Quotes from Ancient Times
What the rich and famous and wise said
Thoughtful and attentive words to contenplate learn from
Note: Throughout history the rich, famous and wise have said things that have been recorded in the form of quotes. It is the study of these quotes that give insight into life.
Marcus Fabius Quintilian 35 ~ 95, Philosopher
A laugh costs too much when bought at the expense of virtue.
A laugh, if purchased at the expense of propriety, costs too much.
An evil-speaker differs from an evil-doer only in the want of opportunity.
Everything that has a beginning comes to an end.
Fear of the future is worse than one's present fortune.
For comic writers charge Socrates with making the worse appear the better reason.
For it would have been better that man should have been born dumb, nay, void of all reason, rather than that he should employ the gifts of Providence to the destruction of his neighbor.
Forbidden pleasures alone are loved immoderately; when lawful, they do not excite desire.
God, that all-powerful Creator of nature and architect of the world, has impressed man with no character so proper to distinguish him from other animals, as by the faculty of speech.
He who speaks evil only differs from his who does evil in that he lacks opportunity.
In almost everything, experience is more valuable than precept.
It is fitting that a liar should be a man of good memory.
It seldom happens that a premature shoot of genius ever arrives at maturity.
Men, even when alone, lighten their labors by song, however rude it may be.
Nothing is more dangerous to men than a sudden change of fortune.
One thing, however, I must premise, that without the assistance of natural capacity, rules and precepts are of no efficacy.

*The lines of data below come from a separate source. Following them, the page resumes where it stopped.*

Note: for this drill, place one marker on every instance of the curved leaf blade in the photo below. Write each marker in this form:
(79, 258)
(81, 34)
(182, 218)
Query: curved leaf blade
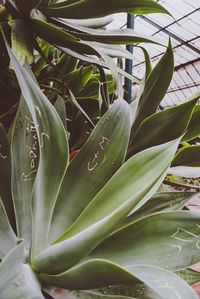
(97, 161)
(61, 109)
(117, 36)
(25, 157)
(57, 36)
(7, 236)
(53, 150)
(188, 156)
(17, 279)
(163, 126)
(160, 202)
(155, 88)
(5, 176)
(130, 187)
(168, 240)
(98, 272)
(86, 9)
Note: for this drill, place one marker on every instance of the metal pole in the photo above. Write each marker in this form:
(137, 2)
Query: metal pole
(129, 63)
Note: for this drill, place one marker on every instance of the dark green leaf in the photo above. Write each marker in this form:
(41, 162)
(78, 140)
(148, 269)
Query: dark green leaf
(53, 151)
(17, 279)
(25, 157)
(193, 130)
(22, 41)
(99, 272)
(188, 156)
(155, 88)
(5, 177)
(59, 37)
(161, 202)
(189, 275)
(7, 236)
(162, 126)
(97, 161)
(168, 240)
(86, 9)
(60, 108)
(129, 188)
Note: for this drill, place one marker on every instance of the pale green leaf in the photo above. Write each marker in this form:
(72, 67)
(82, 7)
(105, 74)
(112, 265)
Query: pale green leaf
(99, 272)
(168, 240)
(129, 188)
(86, 9)
(162, 126)
(17, 279)
(155, 88)
(61, 109)
(22, 41)
(161, 202)
(5, 176)
(189, 275)
(96, 162)
(188, 156)
(8, 238)
(24, 159)
(53, 151)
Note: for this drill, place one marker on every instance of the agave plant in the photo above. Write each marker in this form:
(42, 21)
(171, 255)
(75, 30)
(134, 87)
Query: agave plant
(97, 221)
(75, 26)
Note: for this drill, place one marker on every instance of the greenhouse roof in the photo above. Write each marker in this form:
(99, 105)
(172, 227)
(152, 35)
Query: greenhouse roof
(185, 35)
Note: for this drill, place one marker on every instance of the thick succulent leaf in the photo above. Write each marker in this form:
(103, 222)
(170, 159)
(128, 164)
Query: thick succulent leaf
(66, 63)
(112, 50)
(22, 41)
(25, 157)
(53, 151)
(77, 79)
(17, 279)
(188, 156)
(99, 272)
(162, 126)
(5, 176)
(98, 62)
(189, 275)
(27, 6)
(61, 109)
(91, 89)
(91, 23)
(111, 292)
(185, 171)
(131, 186)
(86, 9)
(155, 88)
(85, 294)
(161, 202)
(193, 129)
(148, 66)
(168, 240)
(57, 36)
(118, 36)
(8, 238)
(75, 102)
(97, 161)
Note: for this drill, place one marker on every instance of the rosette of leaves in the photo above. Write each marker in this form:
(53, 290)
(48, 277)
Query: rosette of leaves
(96, 224)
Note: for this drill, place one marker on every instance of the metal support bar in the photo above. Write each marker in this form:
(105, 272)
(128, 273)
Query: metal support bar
(183, 42)
(129, 63)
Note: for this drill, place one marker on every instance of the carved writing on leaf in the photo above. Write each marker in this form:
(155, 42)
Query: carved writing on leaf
(95, 160)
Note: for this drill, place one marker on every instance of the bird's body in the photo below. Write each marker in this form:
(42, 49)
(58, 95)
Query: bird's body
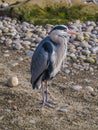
(47, 60)
(48, 57)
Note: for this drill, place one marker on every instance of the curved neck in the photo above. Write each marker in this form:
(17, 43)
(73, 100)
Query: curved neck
(56, 38)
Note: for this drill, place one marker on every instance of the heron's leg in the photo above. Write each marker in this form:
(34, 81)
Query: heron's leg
(46, 100)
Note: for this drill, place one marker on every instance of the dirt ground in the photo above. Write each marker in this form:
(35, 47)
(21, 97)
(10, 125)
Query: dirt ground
(20, 107)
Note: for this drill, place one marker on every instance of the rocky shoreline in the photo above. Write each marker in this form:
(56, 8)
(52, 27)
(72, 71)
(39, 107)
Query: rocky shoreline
(82, 47)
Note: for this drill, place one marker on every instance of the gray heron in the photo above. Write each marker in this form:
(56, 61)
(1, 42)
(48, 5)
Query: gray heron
(47, 59)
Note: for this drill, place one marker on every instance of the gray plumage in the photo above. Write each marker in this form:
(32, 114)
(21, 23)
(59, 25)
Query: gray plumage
(48, 56)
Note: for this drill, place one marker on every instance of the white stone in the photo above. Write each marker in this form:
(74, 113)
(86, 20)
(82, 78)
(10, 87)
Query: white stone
(76, 87)
(13, 81)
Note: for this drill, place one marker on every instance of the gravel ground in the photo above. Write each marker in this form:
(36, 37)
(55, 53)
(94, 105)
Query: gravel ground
(75, 92)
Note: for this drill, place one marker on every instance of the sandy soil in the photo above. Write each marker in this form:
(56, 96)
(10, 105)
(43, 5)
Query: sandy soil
(20, 107)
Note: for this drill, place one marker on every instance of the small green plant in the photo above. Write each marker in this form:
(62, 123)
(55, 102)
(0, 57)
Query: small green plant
(58, 14)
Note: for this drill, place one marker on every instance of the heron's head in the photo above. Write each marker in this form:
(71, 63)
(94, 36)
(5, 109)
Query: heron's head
(62, 30)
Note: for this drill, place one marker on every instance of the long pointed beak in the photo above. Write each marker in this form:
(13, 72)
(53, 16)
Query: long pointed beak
(71, 32)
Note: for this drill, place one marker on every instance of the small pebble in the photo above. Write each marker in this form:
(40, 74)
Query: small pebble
(13, 81)
(76, 87)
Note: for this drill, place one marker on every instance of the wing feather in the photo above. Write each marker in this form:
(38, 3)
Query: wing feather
(40, 59)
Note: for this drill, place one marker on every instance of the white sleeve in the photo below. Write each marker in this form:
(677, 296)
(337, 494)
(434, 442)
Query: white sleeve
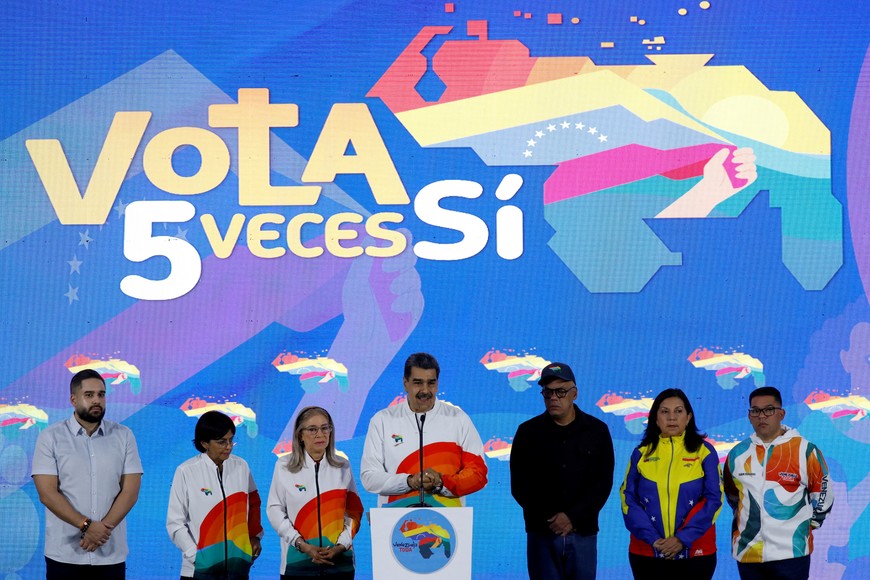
(178, 517)
(345, 538)
(276, 508)
(373, 471)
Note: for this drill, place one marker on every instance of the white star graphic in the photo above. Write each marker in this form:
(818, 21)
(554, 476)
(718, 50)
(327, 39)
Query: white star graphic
(120, 207)
(74, 265)
(72, 293)
(85, 239)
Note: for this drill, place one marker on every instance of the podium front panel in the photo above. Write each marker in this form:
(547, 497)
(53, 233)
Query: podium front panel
(432, 543)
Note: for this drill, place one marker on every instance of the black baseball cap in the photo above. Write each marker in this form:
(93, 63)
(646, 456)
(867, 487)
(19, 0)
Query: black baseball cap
(556, 371)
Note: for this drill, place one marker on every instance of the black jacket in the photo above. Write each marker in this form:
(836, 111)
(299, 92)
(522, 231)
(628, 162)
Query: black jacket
(562, 469)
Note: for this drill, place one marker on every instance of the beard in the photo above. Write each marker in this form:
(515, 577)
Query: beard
(89, 416)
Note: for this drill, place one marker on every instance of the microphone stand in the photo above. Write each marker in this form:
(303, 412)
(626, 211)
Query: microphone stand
(422, 502)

Our minds are like our stomaches; they are whetted by the change of their food, and variety supplies both with fresh appetite.
Satiety is a neighbor to continued pleasures.
That which prematurely arrives at perfection soon perishes.
The perfection of art is to conceal art.
The prosperous can not easily form a right idea of misery.
Those who wish to appear wise among fools, among the wise seem foolish.
Though ambition in itself is a vice, yet it is often the parent of virtues.
To swear, except when necessary, is becoming to an honorable man.
Vain hopes are like certain dreams of those who wake.
We excuse our sloth under the pretext of difficulty.
We must form our minds by reading deep rather than wide.
Where evil habits are once settled, they are more easily broken than mended.
While we are examining into everything we sometimes find truth where we least expected it.
While we are making up our minds as to when we shall begin. the opportunity is lost.
Whilst we deliberate how to begin a thing, it grows too late to begin it.